Nadsa de Monteiro is passionate about creating good food then inspiring Americans to expand their palates. She wants them to try the unexpected flavors she has known since childhood.
Born in Cambodia, but raised in Yugoslavia, the Philippines, Taiwan and France, Nadsa draws on her international background for inspiration in the kitchen. As a child she learned to appreciate good food but had little interest in cooking. When she began living on her own and discovered her palate demanded a sophisticated cuisine, that changed. Working with her mother, garnering her advice during many long phone calls, she learned to cook out of necessity.
Her path to the United States was a complicated one.
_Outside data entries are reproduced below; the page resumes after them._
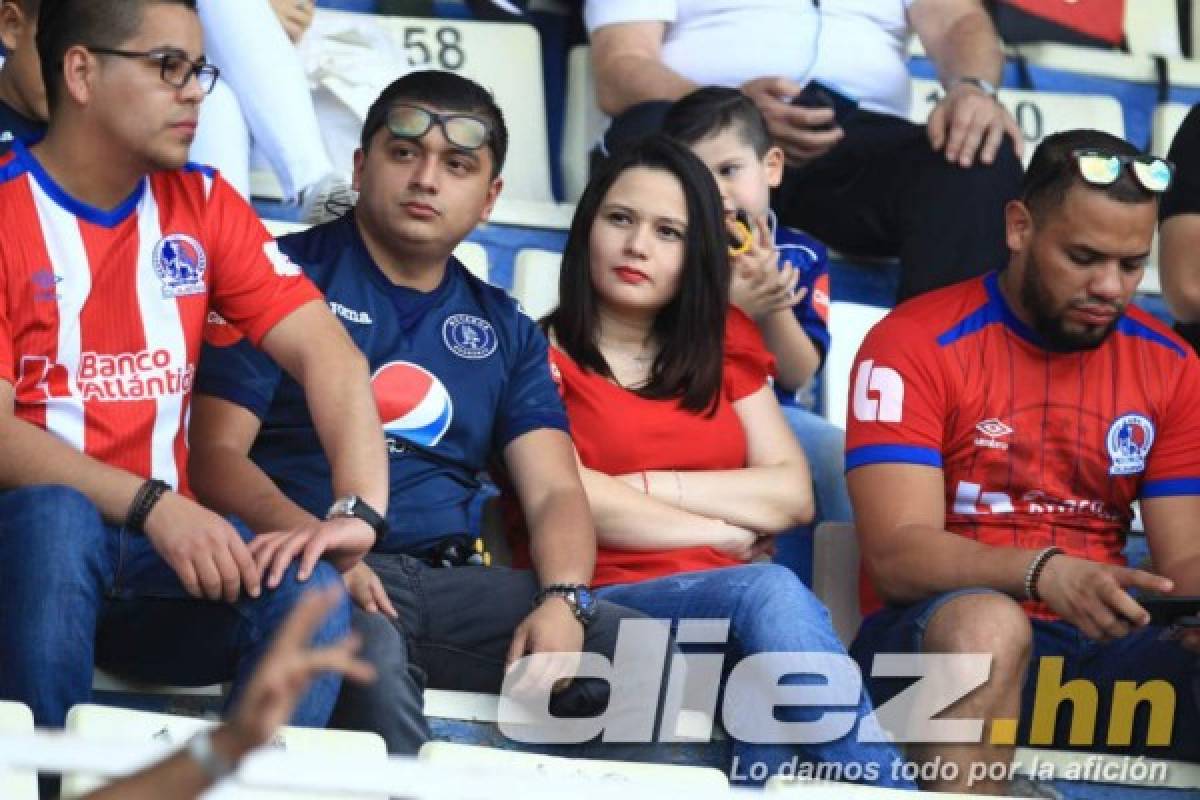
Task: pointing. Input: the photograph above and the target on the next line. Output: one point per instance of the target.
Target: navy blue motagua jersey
(457, 374)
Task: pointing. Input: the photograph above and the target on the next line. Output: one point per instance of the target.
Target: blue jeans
(76, 591)
(1139, 657)
(769, 611)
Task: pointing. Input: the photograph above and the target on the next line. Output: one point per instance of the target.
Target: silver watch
(979, 83)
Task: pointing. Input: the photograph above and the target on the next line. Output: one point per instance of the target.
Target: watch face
(585, 599)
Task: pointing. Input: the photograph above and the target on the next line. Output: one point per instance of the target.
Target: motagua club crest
(468, 336)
As a teenager studying at the Taipei American School, she met and fell in love with American Bob Perry. He returned home, and they didn't meet again for seven years. They rediscovered each other in Paris and married in December of 1986. Two weeks later, they moved to Boston where Nadsa went to work as a travel agent. The family's decision to open The Elephant Walk restaurant in Somerville changed her life.
Nadsa began to cook at The Elephant Walk in mid-1992 and, as her talent emerged, she became less interested in her work as a travel agent. Under the watchful eye of her mother, Longteine de Monteiro (known as Nyep), The Elephant Walk's chef, Nadsa trained as Sous Chef. Soon she and her mother began to experiment, moving their cuisine well beyond traditional Cambodian fare. When the family opened its second Elephant Walk in Boston , Nadsa was ready to take over as Executive Chef.
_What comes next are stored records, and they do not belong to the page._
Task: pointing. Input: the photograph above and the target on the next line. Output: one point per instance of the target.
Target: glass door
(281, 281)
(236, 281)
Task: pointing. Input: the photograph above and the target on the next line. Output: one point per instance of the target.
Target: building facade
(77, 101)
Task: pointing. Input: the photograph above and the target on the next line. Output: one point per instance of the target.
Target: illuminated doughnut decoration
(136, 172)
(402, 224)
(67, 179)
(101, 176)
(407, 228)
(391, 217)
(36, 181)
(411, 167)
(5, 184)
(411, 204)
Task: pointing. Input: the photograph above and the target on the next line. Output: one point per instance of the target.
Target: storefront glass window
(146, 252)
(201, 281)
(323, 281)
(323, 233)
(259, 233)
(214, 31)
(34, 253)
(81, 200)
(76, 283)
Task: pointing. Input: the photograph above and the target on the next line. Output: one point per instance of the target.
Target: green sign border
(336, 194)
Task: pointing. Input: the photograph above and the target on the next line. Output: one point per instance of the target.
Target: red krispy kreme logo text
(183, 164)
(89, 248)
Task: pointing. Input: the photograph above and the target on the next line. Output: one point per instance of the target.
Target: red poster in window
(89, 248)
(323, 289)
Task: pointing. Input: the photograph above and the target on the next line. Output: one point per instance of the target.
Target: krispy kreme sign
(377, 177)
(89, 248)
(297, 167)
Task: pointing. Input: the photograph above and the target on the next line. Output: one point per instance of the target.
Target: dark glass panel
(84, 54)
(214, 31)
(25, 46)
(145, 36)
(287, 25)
After three years in that post Nadsa faced her biggest challenge, opening a third family restaurant, Carambola. Located in Waltham, Carambola opened its doors in December of 1997 and offers an entirely Cambodian menu. Nadsa developed a menu that reflects the five principal
groups of dishes enjoyed by traditional Cambodian families. The cuisine, often compared to Thai food, is actually lighter than Thai, less sweet, more complex and refined. Nadsa takes particular delight in combining unexpected flavors to create new dishes. She compares running the restaurant to putting on a new Broadway show every night ? a performance art, exciting but demanding.
Like her mother Nyep, Nadsa is largely self-taught. She has also studied with Michelin Chef Yves Thuriés in Cordes, France, and at The Cambridge School of Culinary Arts in Cambridge. Clearly the most important influence in her kitchen is Nyep, a chef she describes as "still the best."